Not necessarily. And the Court of Appeals reaffirmed this principle today.
In Larsen v. Black Diamond French Truffles, Inc., two defendants appealed from an order granting some, but not all, of the plaintiffs’ motions for judgment on the pleadings. The defendants’ brief addressed all of the substantive issues in the case, regarding a shareholder’s right to access corporate records and an award of attorney fees. What the brief did not address was the nature of appellate jurisdiction. Thus, the plaintiffs argued in their brief that the appeal should be dismissed as interlocutory. In response, the defendants asserted in their reply brief that jurisdiction was proper because the trial court order affected a substantial right. That assertion came too late.
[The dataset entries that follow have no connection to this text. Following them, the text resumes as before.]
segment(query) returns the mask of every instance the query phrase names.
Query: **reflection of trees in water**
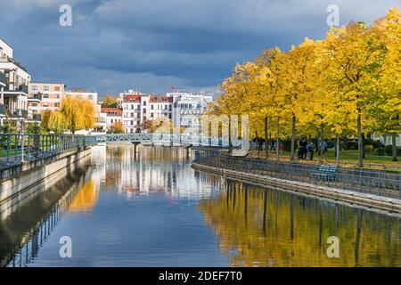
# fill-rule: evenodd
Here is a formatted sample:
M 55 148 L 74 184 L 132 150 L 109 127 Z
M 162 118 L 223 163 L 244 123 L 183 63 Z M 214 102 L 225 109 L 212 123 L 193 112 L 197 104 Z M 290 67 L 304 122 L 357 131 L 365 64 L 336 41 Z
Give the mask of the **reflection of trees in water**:
M 401 265 L 400 219 L 229 182 L 200 208 L 232 265 Z M 329 236 L 340 258 L 329 258 Z
M 87 166 L 76 169 L 0 223 L 0 266 L 26 266 L 37 256 L 90 173 Z

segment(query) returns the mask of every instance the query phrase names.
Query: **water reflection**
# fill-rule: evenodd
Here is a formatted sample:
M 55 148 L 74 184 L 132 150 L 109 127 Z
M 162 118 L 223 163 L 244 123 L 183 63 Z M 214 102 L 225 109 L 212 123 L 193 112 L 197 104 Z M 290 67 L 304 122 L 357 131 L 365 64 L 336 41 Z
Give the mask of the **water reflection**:
M 400 219 L 227 182 L 200 208 L 233 266 L 400 266 Z M 326 255 L 340 239 L 340 257 Z
M 212 187 L 193 179 L 186 151 L 182 148 L 108 145 L 94 150 L 95 175 L 104 189 L 115 190 L 127 199 L 161 192 L 170 200 L 189 200 L 211 197 Z
M 0 265 L 400 266 L 400 236 L 398 217 L 197 172 L 184 149 L 108 145 L 0 221 Z
M 0 266 L 26 266 L 37 256 L 60 219 L 90 183 L 90 170 L 82 166 L 61 178 L 0 223 Z

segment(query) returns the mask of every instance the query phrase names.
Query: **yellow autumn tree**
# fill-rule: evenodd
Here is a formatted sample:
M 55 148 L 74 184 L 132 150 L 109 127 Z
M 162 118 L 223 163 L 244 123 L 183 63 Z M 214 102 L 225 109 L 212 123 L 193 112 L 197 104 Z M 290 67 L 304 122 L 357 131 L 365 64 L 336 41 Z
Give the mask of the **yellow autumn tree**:
M 358 166 L 363 167 L 363 120 L 374 100 L 374 77 L 381 67 L 384 47 L 376 34 L 363 22 L 350 22 L 331 28 L 326 38 L 327 53 L 331 60 L 328 78 L 344 102 L 338 110 L 353 116 L 358 137 Z
M 72 134 L 94 126 L 96 111 L 88 100 L 67 96 L 61 102 L 61 112 L 65 118 L 66 128 Z
M 54 134 L 61 134 L 66 130 L 65 117 L 59 110 L 51 112 L 48 128 L 54 132 Z

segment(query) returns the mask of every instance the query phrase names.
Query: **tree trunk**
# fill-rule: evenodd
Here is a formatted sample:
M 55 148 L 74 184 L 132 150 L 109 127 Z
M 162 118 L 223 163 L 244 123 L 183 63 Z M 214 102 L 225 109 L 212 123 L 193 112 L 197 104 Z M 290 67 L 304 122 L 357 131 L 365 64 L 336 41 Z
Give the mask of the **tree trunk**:
M 364 136 L 364 133 L 362 133 L 362 153 L 364 159 L 366 159 L 366 152 L 364 151 L 364 143 L 365 143 L 366 138 Z
M 280 138 L 279 138 L 280 134 L 279 134 L 279 132 L 280 132 L 280 119 L 277 118 L 277 146 L 275 148 L 275 153 L 277 155 L 277 160 L 280 159 L 280 153 L 279 153 L 279 151 L 278 151 L 279 144 L 280 144 Z
M 324 152 L 324 151 L 323 151 L 323 131 L 324 131 L 324 127 L 323 127 L 323 124 L 321 124 L 320 125 L 320 138 L 319 138 L 319 151 L 320 151 L 320 159 L 321 160 L 323 160 L 323 152 Z
M 358 167 L 364 167 L 364 143 L 362 137 L 362 118 L 360 113 L 358 114 L 356 126 L 358 131 Z
M 336 165 L 340 166 L 340 135 L 336 134 Z
M 291 159 L 294 160 L 295 159 L 295 135 L 296 135 L 296 117 L 292 115 L 292 130 L 291 130 Z
M 393 152 L 393 161 L 398 161 L 398 159 L 397 159 L 397 136 L 396 134 L 393 134 L 391 136 L 391 149 L 392 149 L 392 152 Z
M 267 116 L 265 117 L 265 151 L 266 151 L 266 158 L 267 159 L 269 157 L 269 148 L 267 145 Z
M 228 153 L 233 153 L 233 142 L 231 141 L 231 117 L 228 117 Z

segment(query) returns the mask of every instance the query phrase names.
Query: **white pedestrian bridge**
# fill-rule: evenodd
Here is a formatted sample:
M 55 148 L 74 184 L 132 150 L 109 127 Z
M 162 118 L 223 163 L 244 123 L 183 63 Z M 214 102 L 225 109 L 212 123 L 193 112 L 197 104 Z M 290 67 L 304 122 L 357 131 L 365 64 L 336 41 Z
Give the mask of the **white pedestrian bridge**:
M 106 134 L 88 136 L 97 143 L 133 142 L 164 146 L 228 147 L 228 138 L 171 134 Z

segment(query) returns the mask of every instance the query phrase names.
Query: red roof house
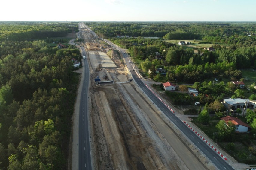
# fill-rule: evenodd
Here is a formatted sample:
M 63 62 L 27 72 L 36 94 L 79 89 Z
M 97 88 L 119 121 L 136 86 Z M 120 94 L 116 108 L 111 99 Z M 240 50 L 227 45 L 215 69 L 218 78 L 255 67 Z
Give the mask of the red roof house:
M 169 82 L 163 83 L 163 88 L 165 90 L 174 91 L 175 90 L 175 88 L 176 88 L 176 85 Z
M 227 123 L 230 121 L 236 126 L 236 131 L 239 132 L 245 132 L 248 131 L 249 128 L 251 128 L 249 125 L 243 122 L 237 117 L 234 117 L 228 116 L 221 118 L 221 120 L 224 120 Z
M 240 87 L 245 87 L 245 83 L 243 82 L 239 82 L 238 81 L 236 82 L 231 82 L 233 83 L 236 85 L 240 85 Z
M 58 48 L 65 48 L 65 45 L 60 43 L 58 44 L 58 45 L 57 45 L 57 46 L 58 47 Z

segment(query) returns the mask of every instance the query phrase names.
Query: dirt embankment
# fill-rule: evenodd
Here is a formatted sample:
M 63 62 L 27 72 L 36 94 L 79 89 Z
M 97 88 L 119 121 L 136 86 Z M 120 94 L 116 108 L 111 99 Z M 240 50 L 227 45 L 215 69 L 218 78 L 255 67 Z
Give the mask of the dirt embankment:
M 114 50 L 117 67 L 104 70 L 115 82 L 126 82 L 128 72 Z M 92 83 L 94 82 L 92 80 Z M 96 169 L 187 169 L 146 112 L 155 111 L 136 93 L 133 83 L 93 85 L 90 90 Z

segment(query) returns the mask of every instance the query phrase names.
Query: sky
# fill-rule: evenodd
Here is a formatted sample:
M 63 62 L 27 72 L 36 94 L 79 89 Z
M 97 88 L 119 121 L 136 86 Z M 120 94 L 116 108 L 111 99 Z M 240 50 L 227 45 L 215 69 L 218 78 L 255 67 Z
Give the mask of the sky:
M 255 0 L 3 0 L 0 21 L 256 21 Z

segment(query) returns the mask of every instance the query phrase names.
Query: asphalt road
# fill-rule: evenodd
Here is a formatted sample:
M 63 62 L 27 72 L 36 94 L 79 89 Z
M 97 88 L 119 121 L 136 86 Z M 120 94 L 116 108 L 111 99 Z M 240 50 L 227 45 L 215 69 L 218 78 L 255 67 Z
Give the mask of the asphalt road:
M 88 55 L 87 53 L 87 57 Z M 91 154 L 91 137 L 89 128 L 88 107 L 88 92 L 90 81 L 89 65 L 87 59 L 82 60 L 84 63 L 84 76 L 81 94 L 79 109 L 79 170 L 90 170 L 92 169 Z
M 109 43 L 111 43 L 108 42 Z M 120 50 L 123 53 L 124 60 L 127 64 L 127 66 L 130 70 L 133 79 L 139 86 L 141 88 L 144 93 L 147 95 L 153 101 L 154 104 L 160 109 L 168 117 L 180 130 L 193 143 L 194 146 L 207 158 L 213 164 L 215 167 L 220 170 L 234 169 L 227 162 L 224 160 L 218 153 L 211 147 L 209 146 L 205 142 L 191 131 L 184 123 L 182 121 L 179 119 L 175 114 L 161 102 L 152 92 L 146 87 L 142 81 L 141 79 L 136 73 L 136 70 L 133 71 L 134 69 L 133 64 L 129 63 L 128 61 L 130 61 L 129 59 L 128 54 L 125 51 L 119 47 L 113 45 L 117 49 Z M 189 168 L 189 167 L 188 167 Z
M 125 51 L 118 46 L 113 44 L 107 40 L 104 40 L 109 44 L 115 47 L 122 53 L 125 62 L 131 72 L 133 79 L 141 88 L 144 93 L 147 95 L 157 106 L 168 117 L 187 137 L 198 148 L 208 160 L 213 164 L 217 169 L 220 170 L 234 169 L 225 160 L 212 148 L 209 147 L 194 132 L 191 131 L 183 121 L 173 114 L 167 107 L 141 81 L 138 74 L 136 73 L 132 63 L 128 63 L 130 60 L 128 54 Z M 135 70 L 133 70 L 135 69 Z

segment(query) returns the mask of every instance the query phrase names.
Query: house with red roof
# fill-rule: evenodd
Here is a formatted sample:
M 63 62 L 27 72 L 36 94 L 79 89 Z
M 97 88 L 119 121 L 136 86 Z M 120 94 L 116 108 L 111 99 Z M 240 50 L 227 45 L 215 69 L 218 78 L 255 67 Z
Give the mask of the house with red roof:
M 226 124 L 230 121 L 236 126 L 236 131 L 239 132 L 246 132 L 248 131 L 248 129 L 251 128 L 251 126 L 243 122 L 242 121 L 237 118 L 228 116 L 221 118 L 221 120 L 224 120 Z
M 163 84 L 163 88 L 165 90 L 174 91 L 176 88 L 176 85 L 167 82 Z
M 58 48 L 65 48 L 65 45 L 63 45 L 63 44 L 60 43 L 59 44 L 58 44 L 58 45 L 57 45 L 57 46 L 58 47 Z
M 230 82 L 231 83 L 233 83 L 236 85 L 240 86 L 241 88 L 245 87 L 245 83 L 243 82 L 239 82 L 237 81 L 236 82 Z

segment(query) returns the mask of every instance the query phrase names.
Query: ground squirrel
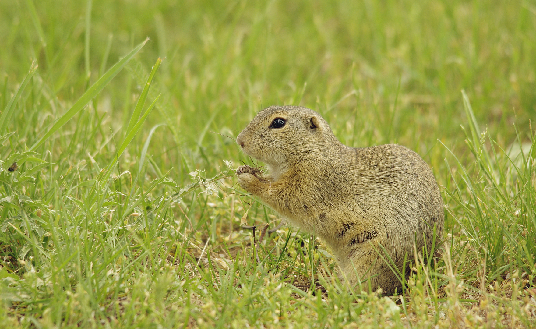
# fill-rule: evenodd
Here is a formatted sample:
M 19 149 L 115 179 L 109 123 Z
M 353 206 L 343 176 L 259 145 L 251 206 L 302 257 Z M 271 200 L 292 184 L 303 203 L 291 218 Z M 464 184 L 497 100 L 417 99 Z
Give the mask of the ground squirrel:
M 413 258 L 414 244 L 433 251 L 434 228 L 440 236 L 444 221 L 443 201 L 431 170 L 414 152 L 396 144 L 346 146 L 318 113 L 297 106 L 264 109 L 236 142 L 269 169 L 263 175 L 241 166 L 240 186 L 319 236 L 349 286 L 361 281 L 366 290 L 400 291 L 378 243 L 400 270 L 406 253 Z

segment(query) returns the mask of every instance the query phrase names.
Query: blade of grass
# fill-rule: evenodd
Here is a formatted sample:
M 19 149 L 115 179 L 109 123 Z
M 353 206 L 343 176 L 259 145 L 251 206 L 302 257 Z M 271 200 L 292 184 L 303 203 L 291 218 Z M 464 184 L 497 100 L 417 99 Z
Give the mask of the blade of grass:
M 35 70 L 37 70 L 38 66 L 36 61 L 34 59 L 32 62 L 32 65 L 30 65 L 30 70 L 28 71 L 28 74 L 25 77 L 24 80 L 23 80 L 23 83 L 20 84 L 20 86 L 17 88 L 15 94 L 11 98 L 11 100 L 8 103 L 8 106 L 5 107 L 4 112 L 2 114 L 2 116 L 0 117 L 0 136 L 3 136 L 5 132 L 5 130 L 8 128 L 8 124 L 9 123 L 11 116 L 13 115 L 15 106 L 17 105 L 19 99 L 20 99 L 20 96 L 28 85 L 28 83 L 29 82 L 30 79 L 33 77 L 34 73 L 35 73 Z
M 73 116 L 75 116 L 78 112 L 83 109 L 86 105 L 89 103 L 92 99 L 99 93 L 100 93 L 105 87 L 108 84 L 110 83 L 112 79 L 114 78 L 115 76 L 119 73 L 119 72 L 126 65 L 126 63 L 129 62 L 135 55 L 136 55 L 138 51 L 139 51 L 142 48 L 145 46 L 145 43 L 148 40 L 148 38 L 145 39 L 145 40 L 138 45 L 135 48 L 134 48 L 130 53 L 129 53 L 126 56 L 121 59 L 119 62 L 116 63 L 115 65 L 111 67 L 108 72 L 107 72 L 102 77 L 98 80 L 91 87 L 87 89 L 87 91 L 82 95 L 75 104 L 69 109 L 67 112 L 62 115 L 59 119 L 56 121 L 54 125 L 47 132 L 44 136 L 40 138 L 32 146 L 29 148 L 29 151 L 34 151 L 38 147 L 42 144 L 47 139 L 50 138 L 55 132 L 57 131 L 59 128 L 62 128 L 63 125 L 67 123 L 68 121 L 70 120 Z
M 126 128 L 127 134 L 129 133 L 129 132 L 132 130 L 134 125 L 138 121 L 138 119 L 139 118 L 139 115 L 142 114 L 142 110 L 143 109 L 143 106 L 145 104 L 145 100 L 147 99 L 147 95 L 149 92 L 149 88 L 151 88 L 151 83 L 153 81 L 153 78 L 154 78 L 154 74 L 155 74 L 157 73 L 157 71 L 158 71 L 158 68 L 160 67 L 160 64 L 161 63 L 162 59 L 158 57 L 158 59 L 157 59 L 156 63 L 155 63 L 154 66 L 153 66 L 153 69 L 151 71 L 151 73 L 149 74 L 149 77 L 147 79 L 145 86 L 143 87 L 142 94 L 139 95 L 139 99 L 138 100 L 138 102 L 136 103 L 136 107 L 134 108 L 134 112 L 132 113 L 132 117 L 130 117 L 130 122 L 129 122 L 128 127 Z
M 139 129 L 142 128 L 142 125 L 143 124 L 143 123 L 145 121 L 145 119 L 146 119 L 147 117 L 151 114 L 151 112 L 152 111 L 153 108 L 157 103 L 157 101 L 158 100 L 158 99 L 160 98 L 160 95 L 159 94 L 155 99 L 154 99 L 153 102 L 150 106 L 149 106 L 149 108 L 147 109 L 146 111 L 145 111 L 143 116 L 142 116 L 138 122 L 136 123 L 136 125 L 132 129 L 132 130 L 131 130 L 130 131 L 128 132 L 126 137 L 125 137 L 125 140 L 123 141 L 121 146 L 120 146 L 119 149 L 117 150 L 117 154 L 111 162 L 110 162 L 110 164 L 108 165 L 108 169 L 107 169 L 106 173 L 103 176 L 100 177 L 100 180 L 102 181 L 102 179 L 103 177 L 108 177 L 110 175 L 110 173 L 111 171 L 114 166 L 119 160 L 119 157 L 121 156 L 121 154 L 122 154 L 123 152 L 124 152 L 126 147 L 128 146 L 129 144 L 130 144 L 130 142 L 132 141 L 132 140 L 134 138 L 134 136 L 136 136 L 136 133 L 138 132 Z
The Court reminded us that it is the appellant’s burden to show that appellate jurisdiction is proper. And “a reply brief does not serve as a way to correct deficiencies in the principal brief.” In other words, an appellant must demonstrate jurisdiction from the outset–it cannot “establish grounds for appellate review via reply brief.” Therefore, the Court dismissed the defendants’ appeal.
Moreover, this rule goes beyond jurisdictional issues. In Cooper v. Cameron, the appellant tried to challenge the trial court’s findings of fact for the first time in his reply brief. The Court of Appeals rejected that argument and reiterated that a reply brief “may not be used to correct omissions in an appellant’s original brief or introduce new arguments the appellant failed to make therein.”
In summary, don’t “save” an argument for your reply brief. The principal brief should include all of the arguments that you want (or need) the appellate court to consider. Your “reply” brief is simply what the dictionary says it is: an “answer in words or writing.”